Please build and test this RetroArch fork, and test with GL on Wayland:

Test for input lag improvements.

2 Likes

Alright! I’ll get back to you as soon as I can.

This might be a stupid question…

My video card have DVI-I output (the one with the “extra” 5 pins ) so I think it can natively output an analog signal, this will makes it easy to connect to a crt monitor (DVI-I -> VGA for example). The question is: will the crt pc monitor shave some input delay compared to my “normal” hdmi out to my ips monitor?

Usually the signal processing delay of monitors today is between 2 and 5ms. That’s the amount you’re looking to shave off with a CRT.

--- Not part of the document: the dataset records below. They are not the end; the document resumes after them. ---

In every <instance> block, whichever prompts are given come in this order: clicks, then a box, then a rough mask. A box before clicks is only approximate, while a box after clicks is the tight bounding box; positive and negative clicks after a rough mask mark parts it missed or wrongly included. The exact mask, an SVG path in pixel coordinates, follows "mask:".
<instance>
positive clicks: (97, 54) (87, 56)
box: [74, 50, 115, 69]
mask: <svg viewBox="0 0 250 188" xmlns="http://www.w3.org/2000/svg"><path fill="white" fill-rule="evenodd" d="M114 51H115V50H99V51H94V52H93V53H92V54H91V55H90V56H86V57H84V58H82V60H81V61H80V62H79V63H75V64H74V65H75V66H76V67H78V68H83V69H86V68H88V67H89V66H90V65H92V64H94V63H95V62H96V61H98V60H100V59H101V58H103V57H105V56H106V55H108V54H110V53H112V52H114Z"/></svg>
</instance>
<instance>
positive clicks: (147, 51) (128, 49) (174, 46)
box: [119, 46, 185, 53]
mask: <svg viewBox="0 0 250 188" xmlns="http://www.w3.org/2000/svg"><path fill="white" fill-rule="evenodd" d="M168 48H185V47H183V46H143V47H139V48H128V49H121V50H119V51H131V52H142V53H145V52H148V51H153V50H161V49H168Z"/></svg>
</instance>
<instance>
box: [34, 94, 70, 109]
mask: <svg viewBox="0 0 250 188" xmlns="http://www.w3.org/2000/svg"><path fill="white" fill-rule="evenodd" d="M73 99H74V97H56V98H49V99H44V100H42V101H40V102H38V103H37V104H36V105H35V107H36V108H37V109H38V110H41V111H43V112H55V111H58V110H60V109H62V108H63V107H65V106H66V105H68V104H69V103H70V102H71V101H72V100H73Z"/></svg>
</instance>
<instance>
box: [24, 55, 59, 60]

Of course your video card needs to actually output DVI-A, not DVI-D. “DVI-I” is just the connector type, and the actual signal is either DVI-A (analog) or DVI-D (digital.) DVI-I supports both, but the question is what does your video card output.

2 Likes

@RealNC well… 5 ms is less than a third of a frame, I guess at the moment I don’t think is worth the effort for me.

And to be fair I can’t complain much about input delay: from a (very, very rough) test DoDonPachi (with 1 frame of run-ahead) gives me about 2 frames of delay (button press to animation). But some other games are not that responsive (some dreamcast games for example) and I was hoping that maybe I could shave a couple of frames with a CRT…

Thanks for the answer!

What video driver are you using? If gl or glcore, are you using GPU Hard Sync set to 0? If Vulkan, are you using 2 max swapchain images? Are you using exclusive fullscreen? How about frame delay? Depending on your setup, you may be able to shave at least one more frame off.

Depends:

with fbneo I use GLcore with Hard GPU sync ON, Auto frame delay ON and framedelay 0.

with flycast Vulkan with Max swap chain 2, Auto frame delay OFF and framedelay 0.

Always exclusive fullscreen and v-sync ON (tearing is not for me and I don’t have a gsync/free sync monitor).

Polling behavior I let it default (late), is there a way to understand witch is better (early, normal, late)?

As I said fbaneo with run-ahead is very responsive and no complains, with flycast is more a game by game case. for example Ikaruga feels good while mars matrix not so much…

I assume you are not using a default value of run-ahead with fb-neo. Some games have zero frames of lag themselves so dunno how run-ahead would affect them, negatively.

Also, i have no idea how the polling option works, i never managed to feel a difference.

1 Like